The Accelerator Coherence Port is a high speed interface that communicates directly with the optional hardware accelerators that ARM offers. These DSPs and accelerators need coherency, otherwise executing instructions on these parts would likely require direct reads and writes to main memory versus accessing the relevant data in cache or, in a worst case scenario, having a separate memory address space that requires more read/writes than would be desired.
Summing it Up
The Cortex-A72 has all of the hallmarks of being a disruptive product in a competitive field. We still will not count Intel out, or the likes of Apple, Qualcomm, and NVIDIA with their home-grown products, but the A72 looks to be a very large jump in efficiency and performance from everything else that has come before it. It looks to leapfrog the previous A57 by a significant amount, and simply blows the doors off of the previous A15- and A17-based parts.
The combination of a massive redesign combined with the latest process technologies from TSMC and Samsung/GLOBALFOUNDRIES make this particular part look very inviting. Improvements in the ISA as well as FP/SIMD units should allow this particular part to compete in some server spaces. We still do not know how that will shake out as Intel has a near stranglehold in that environment. Power efficiency has not been far from Intel’s plans, if ever since the Pentium 4 days, so ARM has a significant hill to climb in terms of corporate mindshare. If ARM has anything really going for them, it is the huge amount of installed devices in the mobile marketplace that will help with software development and acceptance.
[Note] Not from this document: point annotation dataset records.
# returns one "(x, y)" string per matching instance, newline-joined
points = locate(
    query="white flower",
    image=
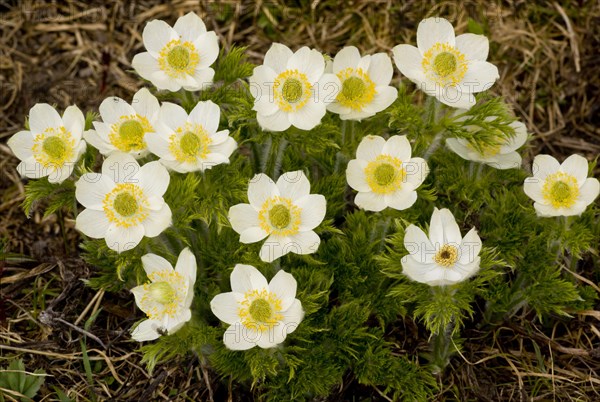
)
(365, 84)
(259, 313)
(447, 67)
(443, 258)
(186, 143)
(124, 203)
(52, 145)
(384, 174)
(178, 57)
(285, 211)
(561, 189)
(502, 156)
(291, 89)
(167, 298)
(125, 127)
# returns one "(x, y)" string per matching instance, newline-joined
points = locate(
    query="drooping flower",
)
(365, 84)
(125, 127)
(444, 257)
(178, 57)
(384, 174)
(291, 89)
(502, 156)
(187, 143)
(561, 189)
(285, 211)
(450, 68)
(123, 203)
(167, 297)
(52, 145)
(259, 313)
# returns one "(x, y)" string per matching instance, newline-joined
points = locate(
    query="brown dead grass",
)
(79, 52)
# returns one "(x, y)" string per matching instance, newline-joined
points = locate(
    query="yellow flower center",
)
(178, 58)
(385, 174)
(53, 147)
(444, 64)
(189, 143)
(260, 310)
(561, 190)
(128, 133)
(126, 205)
(358, 89)
(164, 294)
(291, 90)
(447, 256)
(279, 216)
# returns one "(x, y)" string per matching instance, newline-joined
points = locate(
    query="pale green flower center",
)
(54, 147)
(280, 216)
(384, 174)
(292, 90)
(125, 204)
(353, 88)
(447, 256)
(131, 133)
(178, 57)
(161, 292)
(260, 310)
(445, 63)
(190, 144)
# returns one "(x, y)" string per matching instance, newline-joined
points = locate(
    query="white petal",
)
(355, 175)
(74, 121)
(207, 115)
(157, 221)
(474, 47)
(408, 59)
(189, 26)
(277, 57)
(348, 57)
(245, 278)
(370, 147)
(226, 305)
(20, 144)
(147, 330)
(284, 286)
(92, 223)
(434, 30)
(156, 35)
(91, 189)
(42, 116)
(122, 239)
(294, 185)
(260, 189)
(313, 208)
(278, 121)
(370, 201)
(577, 166)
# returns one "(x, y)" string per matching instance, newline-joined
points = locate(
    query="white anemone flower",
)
(52, 145)
(291, 89)
(187, 143)
(384, 174)
(125, 127)
(178, 57)
(450, 68)
(444, 257)
(124, 203)
(365, 84)
(561, 189)
(501, 156)
(167, 297)
(285, 211)
(259, 313)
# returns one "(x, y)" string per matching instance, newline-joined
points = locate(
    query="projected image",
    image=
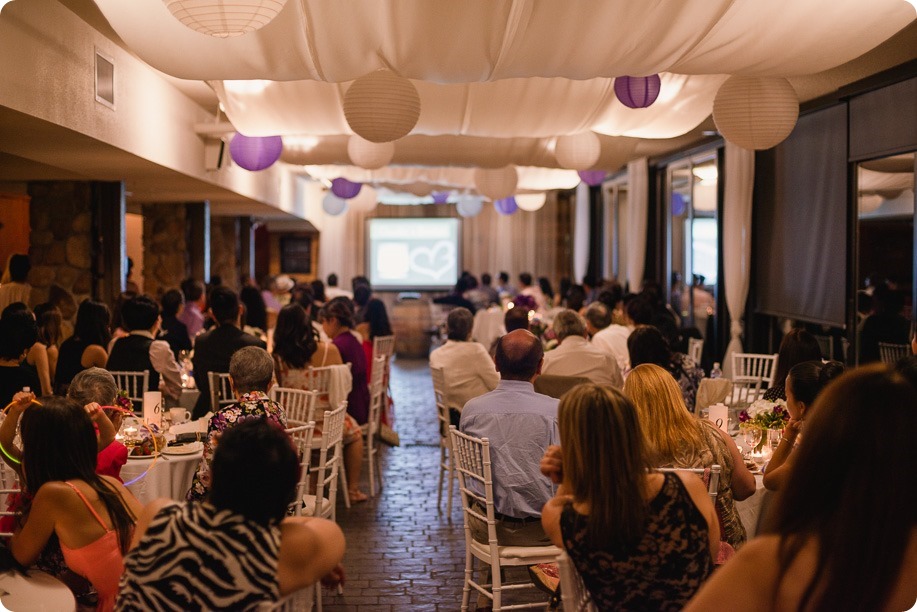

(Editor's Note: ARM did make note to us during the tech day about the in-roads they are making in the server and corporate environments. While it is true that ARM-based servers indeed have a significant hill to ascend, there are customers using and implementing ARM hardware in production today. The biggest example was PayPal, taking advantage of HP Moonshot platforms to accelerate real-time data analytics at a 9x lower acquisition cost, 2x lower power consumption and a 7x higher rack/node density.)
ARM is also aiming at getting these parts out to market far sooner than they have in the past. Several years ago, ARM would announce a product, but we would not see it in the marketplace for at least a year and a half. They have cut down that time in recent releases, but the A72 looks to be incredibly important to them and they are accelerating the time to market for this part dramatically. Having said that, do not expect to see this product launched at Computex, or in Q3, or Q4 of this year. ARM still relies on its partners and licensees to take the design, validate it, and schedule foundry space to produce the part.
The Cortex-A72 could be a serious game changer for ARM and its partners. I have not swallowed the kool-aid but, if their claims are close to being true, then we will have very high performance parts that span from the 500 milliwatt range to 15 to 35 watts. So far there is no plan to go above that and hit the desktop scene, but high density servers using the higher wattage ARM parts could exhibit excellent performance and power efficiency for those applications.
Even if ARM does not make a significant impact in the server market with A72, the improvements in performance and efficiency will allow their mobile partners to better choose between those characteristics when designing a phone. Do you want a phone that performs similarly to a Cortex-A15 while improving battery life by 30% to 50%? They can do that. Keep battery life the same yet improve performance by a factor of 3X? This design can do that as well. ARM has a very compelling product with the A72. Partners can improve their power position as well, by implementing a big.LITTLE design when using the Cortex-A53 cores. There is a lot of potential flexibility here for ARM and its partners, but now we have to wait and see if it fulfills the promise.